We support MICR characters in any field with the MICR data type after using the formatting override (F2).

Punctuation and symbols

We support the following characters in fields with data types that support letters:

Character

Unicode

!

0x21

"

0x22

#

0x23

$

0x24

%

0x25

&

0x26

'

0x27

(

0x28

)

0x29

*

0x2a

+

0x2b

,

0x2c

-

0x2d

.

0x2e

/

0x2f

:

0x3a

;

0x3b

<

0x3c

=

0x3d

>

0x3e

?

0x3f

@

0x40

[

0x5b

\

0x5c

]

0x5d

^

0x5e

_

0x5f

`

0x60

{

0x7b

|

0x7c

}

0x7d

~

0x7e

0x215f

́

0x301

̀

0x300

̂

0x302

̈

0x308

̧

0x327

̃

0x303

«

0xab

»

0xbb

ª

0xaa

°

0xb0

Default data types

You can filter the Data Types list by name, ML Configuration, and status. These filters are available above the list.

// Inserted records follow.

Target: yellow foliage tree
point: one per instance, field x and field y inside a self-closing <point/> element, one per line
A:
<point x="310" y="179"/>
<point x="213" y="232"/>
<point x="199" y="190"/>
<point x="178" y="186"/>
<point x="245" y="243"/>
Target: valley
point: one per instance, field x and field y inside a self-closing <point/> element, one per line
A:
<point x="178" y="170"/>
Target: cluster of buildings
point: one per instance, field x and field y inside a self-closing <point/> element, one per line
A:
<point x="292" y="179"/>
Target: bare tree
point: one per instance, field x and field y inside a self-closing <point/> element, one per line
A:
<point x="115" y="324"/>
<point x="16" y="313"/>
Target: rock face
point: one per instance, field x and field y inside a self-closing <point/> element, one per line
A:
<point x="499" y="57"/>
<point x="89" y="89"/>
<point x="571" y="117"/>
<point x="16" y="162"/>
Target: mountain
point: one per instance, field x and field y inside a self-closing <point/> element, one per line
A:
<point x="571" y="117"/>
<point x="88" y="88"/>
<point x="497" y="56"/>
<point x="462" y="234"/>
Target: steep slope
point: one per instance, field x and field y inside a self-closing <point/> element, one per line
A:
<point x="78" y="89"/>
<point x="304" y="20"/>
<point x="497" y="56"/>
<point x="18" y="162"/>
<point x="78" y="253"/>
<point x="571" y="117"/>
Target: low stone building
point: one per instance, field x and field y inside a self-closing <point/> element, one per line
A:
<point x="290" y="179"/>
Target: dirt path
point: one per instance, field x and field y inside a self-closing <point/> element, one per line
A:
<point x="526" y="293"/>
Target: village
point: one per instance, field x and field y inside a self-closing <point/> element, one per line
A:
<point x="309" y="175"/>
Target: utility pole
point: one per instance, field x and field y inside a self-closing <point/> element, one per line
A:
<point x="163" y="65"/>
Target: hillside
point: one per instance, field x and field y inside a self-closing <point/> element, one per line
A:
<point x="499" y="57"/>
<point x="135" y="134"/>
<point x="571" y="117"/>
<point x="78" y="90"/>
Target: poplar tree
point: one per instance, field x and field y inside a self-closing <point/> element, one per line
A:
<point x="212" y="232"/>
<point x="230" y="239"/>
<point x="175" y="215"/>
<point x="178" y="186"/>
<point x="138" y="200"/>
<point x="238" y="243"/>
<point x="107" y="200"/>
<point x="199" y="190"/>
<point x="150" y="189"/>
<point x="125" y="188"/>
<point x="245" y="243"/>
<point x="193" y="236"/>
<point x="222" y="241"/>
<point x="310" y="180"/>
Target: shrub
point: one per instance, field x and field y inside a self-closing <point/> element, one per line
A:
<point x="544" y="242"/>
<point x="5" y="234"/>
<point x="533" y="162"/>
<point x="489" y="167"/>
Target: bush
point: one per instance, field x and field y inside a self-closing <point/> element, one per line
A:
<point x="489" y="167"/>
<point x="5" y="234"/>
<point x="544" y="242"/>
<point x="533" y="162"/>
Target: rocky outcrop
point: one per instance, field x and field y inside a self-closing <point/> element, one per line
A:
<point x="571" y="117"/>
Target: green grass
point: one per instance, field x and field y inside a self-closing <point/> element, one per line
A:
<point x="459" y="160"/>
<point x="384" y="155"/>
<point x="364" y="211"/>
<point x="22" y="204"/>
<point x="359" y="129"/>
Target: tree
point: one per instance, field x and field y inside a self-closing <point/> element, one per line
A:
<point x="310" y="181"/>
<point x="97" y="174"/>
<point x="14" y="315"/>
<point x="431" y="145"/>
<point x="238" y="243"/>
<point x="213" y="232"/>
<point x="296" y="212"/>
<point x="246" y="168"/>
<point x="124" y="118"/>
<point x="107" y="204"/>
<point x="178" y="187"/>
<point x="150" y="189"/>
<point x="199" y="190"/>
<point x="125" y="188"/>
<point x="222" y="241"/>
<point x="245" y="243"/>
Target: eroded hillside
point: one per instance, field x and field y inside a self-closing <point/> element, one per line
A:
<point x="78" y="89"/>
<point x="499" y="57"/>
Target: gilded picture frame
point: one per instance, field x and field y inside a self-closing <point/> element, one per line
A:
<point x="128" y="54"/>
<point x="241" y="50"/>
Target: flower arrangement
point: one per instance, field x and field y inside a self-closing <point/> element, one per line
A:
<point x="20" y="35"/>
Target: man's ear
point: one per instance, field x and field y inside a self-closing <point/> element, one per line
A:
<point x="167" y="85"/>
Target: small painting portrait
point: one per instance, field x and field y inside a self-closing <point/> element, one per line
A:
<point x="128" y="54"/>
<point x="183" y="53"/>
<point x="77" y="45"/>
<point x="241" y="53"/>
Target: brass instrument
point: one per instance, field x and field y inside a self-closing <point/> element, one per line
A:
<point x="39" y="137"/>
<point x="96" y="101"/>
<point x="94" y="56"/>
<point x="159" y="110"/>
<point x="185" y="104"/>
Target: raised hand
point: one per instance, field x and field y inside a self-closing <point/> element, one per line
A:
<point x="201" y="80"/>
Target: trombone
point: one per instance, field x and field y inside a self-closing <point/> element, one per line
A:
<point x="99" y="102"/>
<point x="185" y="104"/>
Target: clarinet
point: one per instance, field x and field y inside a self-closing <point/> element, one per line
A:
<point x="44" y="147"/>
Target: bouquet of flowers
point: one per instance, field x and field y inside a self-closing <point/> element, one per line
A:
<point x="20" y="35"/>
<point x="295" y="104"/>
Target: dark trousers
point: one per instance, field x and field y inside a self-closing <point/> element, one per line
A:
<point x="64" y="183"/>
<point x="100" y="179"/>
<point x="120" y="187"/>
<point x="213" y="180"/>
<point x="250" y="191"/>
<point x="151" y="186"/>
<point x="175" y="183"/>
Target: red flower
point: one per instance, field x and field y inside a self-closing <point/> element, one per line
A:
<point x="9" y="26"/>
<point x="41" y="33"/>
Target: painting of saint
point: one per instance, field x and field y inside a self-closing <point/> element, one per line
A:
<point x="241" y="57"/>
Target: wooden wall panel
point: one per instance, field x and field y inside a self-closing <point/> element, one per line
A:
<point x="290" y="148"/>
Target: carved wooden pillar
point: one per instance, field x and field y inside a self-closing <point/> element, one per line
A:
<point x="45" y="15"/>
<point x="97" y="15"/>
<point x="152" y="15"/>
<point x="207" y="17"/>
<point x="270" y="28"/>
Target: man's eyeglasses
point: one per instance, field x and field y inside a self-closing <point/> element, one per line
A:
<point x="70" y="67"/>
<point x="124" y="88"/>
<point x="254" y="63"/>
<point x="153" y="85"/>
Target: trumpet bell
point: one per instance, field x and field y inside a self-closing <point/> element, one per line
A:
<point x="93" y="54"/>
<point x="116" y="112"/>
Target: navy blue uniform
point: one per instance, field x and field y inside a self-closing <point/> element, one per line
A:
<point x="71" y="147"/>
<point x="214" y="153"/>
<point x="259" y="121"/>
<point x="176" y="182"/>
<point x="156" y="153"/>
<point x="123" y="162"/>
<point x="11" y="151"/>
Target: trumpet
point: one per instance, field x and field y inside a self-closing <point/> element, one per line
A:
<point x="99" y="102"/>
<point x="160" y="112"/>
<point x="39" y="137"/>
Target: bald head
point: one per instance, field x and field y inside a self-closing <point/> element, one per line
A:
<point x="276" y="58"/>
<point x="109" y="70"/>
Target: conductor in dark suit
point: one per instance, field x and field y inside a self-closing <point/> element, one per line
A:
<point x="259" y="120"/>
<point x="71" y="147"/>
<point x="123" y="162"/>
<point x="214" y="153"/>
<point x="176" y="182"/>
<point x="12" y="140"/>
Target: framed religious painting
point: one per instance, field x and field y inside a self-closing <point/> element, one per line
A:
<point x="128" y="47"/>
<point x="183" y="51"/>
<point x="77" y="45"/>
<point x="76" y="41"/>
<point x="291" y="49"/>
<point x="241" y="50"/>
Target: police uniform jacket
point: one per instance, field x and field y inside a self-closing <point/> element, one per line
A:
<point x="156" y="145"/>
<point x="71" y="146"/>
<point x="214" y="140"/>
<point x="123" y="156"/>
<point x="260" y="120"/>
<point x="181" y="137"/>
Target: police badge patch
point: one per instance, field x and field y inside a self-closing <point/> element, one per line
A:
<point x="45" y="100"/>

To view the expanded details of a particular field data type, click on its name in the leftmost column. The details of the data type will be shown along with its unique identifier.

Note that when installing Hyperscience for the first time, all default data types are enabled by default (with the exception of the Medical data type). When an existing installation is updated to a new version, any new default data types will be disabled by default.

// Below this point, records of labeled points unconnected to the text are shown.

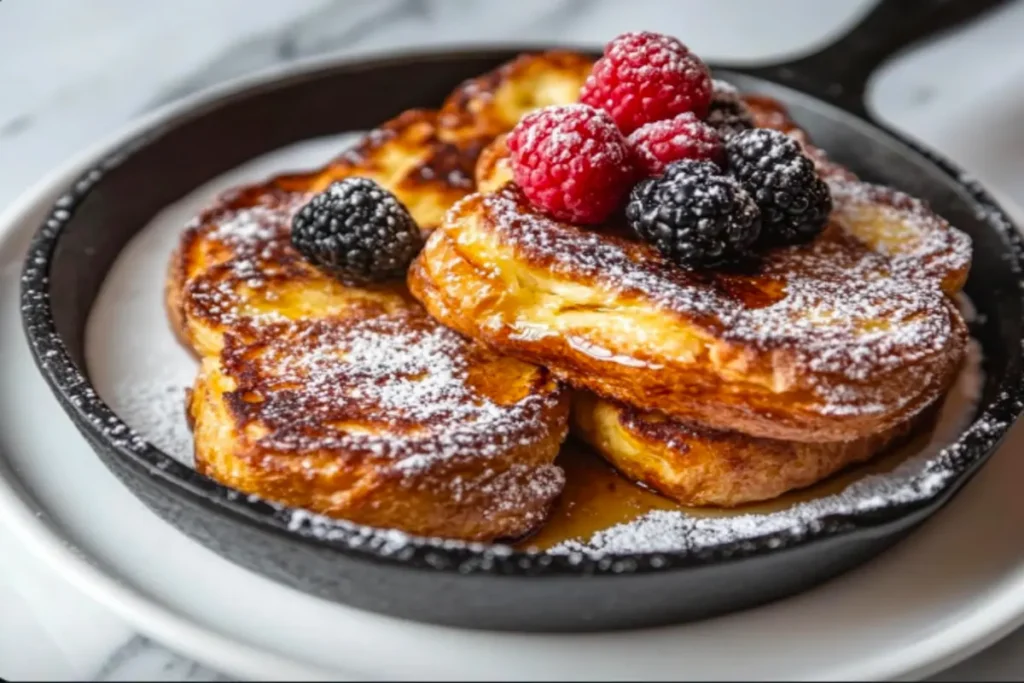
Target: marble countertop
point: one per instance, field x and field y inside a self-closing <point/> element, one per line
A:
<point x="73" y="72"/>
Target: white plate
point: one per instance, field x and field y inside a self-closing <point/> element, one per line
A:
<point x="948" y="591"/>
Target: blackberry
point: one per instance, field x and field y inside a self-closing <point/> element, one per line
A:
<point x="795" y="202"/>
<point x="357" y="230"/>
<point x="694" y="215"/>
<point x="728" y="114"/>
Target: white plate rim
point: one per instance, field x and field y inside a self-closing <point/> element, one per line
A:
<point x="27" y="521"/>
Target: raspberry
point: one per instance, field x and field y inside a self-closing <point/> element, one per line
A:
<point x="728" y="113"/>
<point x="695" y="215"/>
<point x="795" y="202"/>
<point x="571" y="163"/>
<point x="657" y="144"/>
<point x="357" y="230"/>
<point x="647" y="77"/>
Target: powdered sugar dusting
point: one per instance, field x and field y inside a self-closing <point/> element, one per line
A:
<point x="399" y="386"/>
<point x="916" y="478"/>
<point x="838" y="308"/>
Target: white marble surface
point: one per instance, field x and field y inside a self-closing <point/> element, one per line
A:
<point x="72" y="72"/>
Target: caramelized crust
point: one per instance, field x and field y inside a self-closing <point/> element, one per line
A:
<point x="351" y="400"/>
<point x="700" y="467"/>
<point x="846" y="337"/>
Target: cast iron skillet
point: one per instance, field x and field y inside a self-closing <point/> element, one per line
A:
<point x="477" y="586"/>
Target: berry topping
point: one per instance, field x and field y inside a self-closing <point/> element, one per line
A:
<point x="647" y="77"/>
<point x="795" y="203"/>
<point x="694" y="215"/>
<point x="571" y="163"/>
<point x="728" y="113"/>
<point x="356" y="230"/>
<point x="657" y="144"/>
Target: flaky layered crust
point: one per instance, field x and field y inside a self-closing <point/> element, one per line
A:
<point x="849" y="336"/>
<point x="700" y="467"/>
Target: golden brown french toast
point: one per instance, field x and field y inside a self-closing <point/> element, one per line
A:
<point x="846" y="337"/>
<point x="700" y="467"/>
<point x="351" y="400"/>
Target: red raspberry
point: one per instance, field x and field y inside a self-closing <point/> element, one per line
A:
<point x="657" y="144"/>
<point x="571" y="162"/>
<point x="647" y="77"/>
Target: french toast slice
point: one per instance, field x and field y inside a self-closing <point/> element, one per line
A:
<point x="352" y="401"/>
<point x="846" y="337"/>
<point x="700" y="467"/>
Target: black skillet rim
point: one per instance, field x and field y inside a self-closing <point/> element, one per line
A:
<point x="102" y="426"/>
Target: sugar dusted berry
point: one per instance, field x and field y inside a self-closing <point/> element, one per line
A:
<point x="657" y="144"/>
<point x="795" y="202"/>
<point x="571" y="162"/>
<point x="647" y="77"/>
<point x="357" y="230"/>
<point x="695" y="215"/>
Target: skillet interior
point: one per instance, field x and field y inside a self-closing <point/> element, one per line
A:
<point x="470" y="586"/>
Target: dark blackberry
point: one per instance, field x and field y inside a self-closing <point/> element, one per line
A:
<point x="694" y="215"/>
<point x="728" y="114"/>
<point x="357" y="230"/>
<point x="795" y="202"/>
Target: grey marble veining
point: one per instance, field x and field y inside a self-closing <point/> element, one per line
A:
<point x="73" y="72"/>
<point x="141" y="659"/>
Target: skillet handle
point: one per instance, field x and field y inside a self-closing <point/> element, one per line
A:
<point x="840" y="72"/>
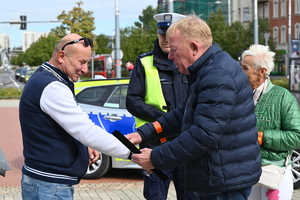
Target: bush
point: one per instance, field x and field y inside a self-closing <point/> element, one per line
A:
<point x="10" y="93"/>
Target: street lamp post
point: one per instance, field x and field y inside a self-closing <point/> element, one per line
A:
<point x="255" y="23"/>
<point x="229" y="13"/>
<point x="117" y="47"/>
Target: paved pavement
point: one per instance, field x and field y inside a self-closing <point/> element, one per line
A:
<point x="107" y="188"/>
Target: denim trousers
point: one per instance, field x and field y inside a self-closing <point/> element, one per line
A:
<point x="157" y="189"/>
<point x="230" y="195"/>
<point x="34" y="189"/>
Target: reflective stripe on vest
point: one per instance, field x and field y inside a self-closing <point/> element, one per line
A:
<point x="154" y="95"/>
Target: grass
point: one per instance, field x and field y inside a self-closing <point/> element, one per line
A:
<point x="10" y="93"/>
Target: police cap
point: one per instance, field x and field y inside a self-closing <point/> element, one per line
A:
<point x="164" y="21"/>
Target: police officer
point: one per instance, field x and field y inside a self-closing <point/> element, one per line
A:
<point x="155" y="88"/>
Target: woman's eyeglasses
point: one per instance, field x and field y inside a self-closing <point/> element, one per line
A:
<point x="87" y="42"/>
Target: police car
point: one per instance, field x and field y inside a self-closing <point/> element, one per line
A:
<point x="104" y="101"/>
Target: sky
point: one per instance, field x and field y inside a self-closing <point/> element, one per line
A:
<point x="48" y="10"/>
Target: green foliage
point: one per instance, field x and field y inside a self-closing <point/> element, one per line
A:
<point x="18" y="60"/>
<point x="140" y="38"/>
<point x="283" y="82"/>
<point x="104" y="44"/>
<point x="40" y="51"/>
<point x="236" y="37"/>
<point x="10" y="93"/>
<point x="76" y="21"/>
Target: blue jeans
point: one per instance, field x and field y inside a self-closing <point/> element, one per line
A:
<point x="33" y="189"/>
<point x="157" y="189"/>
<point x="242" y="194"/>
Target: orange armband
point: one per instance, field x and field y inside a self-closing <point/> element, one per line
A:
<point x="157" y="127"/>
<point x="260" y="137"/>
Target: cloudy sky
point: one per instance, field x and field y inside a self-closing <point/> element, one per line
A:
<point x="48" y="10"/>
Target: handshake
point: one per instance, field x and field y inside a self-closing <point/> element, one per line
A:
<point x="141" y="157"/>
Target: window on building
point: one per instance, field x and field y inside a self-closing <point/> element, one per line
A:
<point x="297" y="30"/>
<point x="275" y="9"/>
<point x="283" y="8"/>
<point x="275" y="34"/>
<point x="266" y="6"/>
<point x="246" y="14"/>
<point x="283" y="35"/>
<point x="297" y="6"/>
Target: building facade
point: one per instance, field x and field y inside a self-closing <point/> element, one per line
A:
<point x="283" y="15"/>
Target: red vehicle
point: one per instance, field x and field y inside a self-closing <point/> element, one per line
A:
<point x="103" y="65"/>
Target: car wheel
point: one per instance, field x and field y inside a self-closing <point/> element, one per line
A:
<point x="295" y="158"/>
<point x="99" y="168"/>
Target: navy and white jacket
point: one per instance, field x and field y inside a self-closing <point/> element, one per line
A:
<point x="56" y="131"/>
<point x="218" y="142"/>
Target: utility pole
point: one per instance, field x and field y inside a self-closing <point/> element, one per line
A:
<point x="117" y="46"/>
<point x="255" y="23"/>
<point x="170" y="6"/>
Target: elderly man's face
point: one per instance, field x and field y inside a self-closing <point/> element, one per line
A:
<point x="163" y="43"/>
<point x="76" y="63"/>
<point x="180" y="52"/>
<point x="254" y="76"/>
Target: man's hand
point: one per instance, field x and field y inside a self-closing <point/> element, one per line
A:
<point x="143" y="159"/>
<point x="134" y="138"/>
<point x="94" y="155"/>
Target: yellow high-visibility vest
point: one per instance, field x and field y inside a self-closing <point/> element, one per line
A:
<point x="154" y="95"/>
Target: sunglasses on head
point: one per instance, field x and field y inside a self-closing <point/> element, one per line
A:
<point x="87" y="42"/>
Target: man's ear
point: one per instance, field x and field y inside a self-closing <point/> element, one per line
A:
<point x="263" y="71"/>
<point x="60" y="56"/>
<point x="194" y="47"/>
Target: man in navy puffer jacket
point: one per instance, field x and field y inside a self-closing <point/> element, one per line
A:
<point x="218" y="143"/>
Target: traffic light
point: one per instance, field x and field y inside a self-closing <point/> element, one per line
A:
<point x="23" y="25"/>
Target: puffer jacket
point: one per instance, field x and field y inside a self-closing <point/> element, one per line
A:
<point x="218" y="142"/>
<point x="278" y="117"/>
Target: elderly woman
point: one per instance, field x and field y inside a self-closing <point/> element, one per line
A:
<point x="278" y="120"/>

To learn more about default data types, see Default Data Types.

Supported barcode types

The barcode data type fully supports CODE128, CODE39, EAN13, EAN8, Interleaved 2 of 5, ISBN-13, Data Matrix barcodes, and QR codes (Version 1, 2, 3, 4, 10, 25, 40).

To note, ISBN-10 is supported, but the transcription is the value of the barcode and not the value of the ISBN. Both UPC-A and UPC-E are read as EAN13.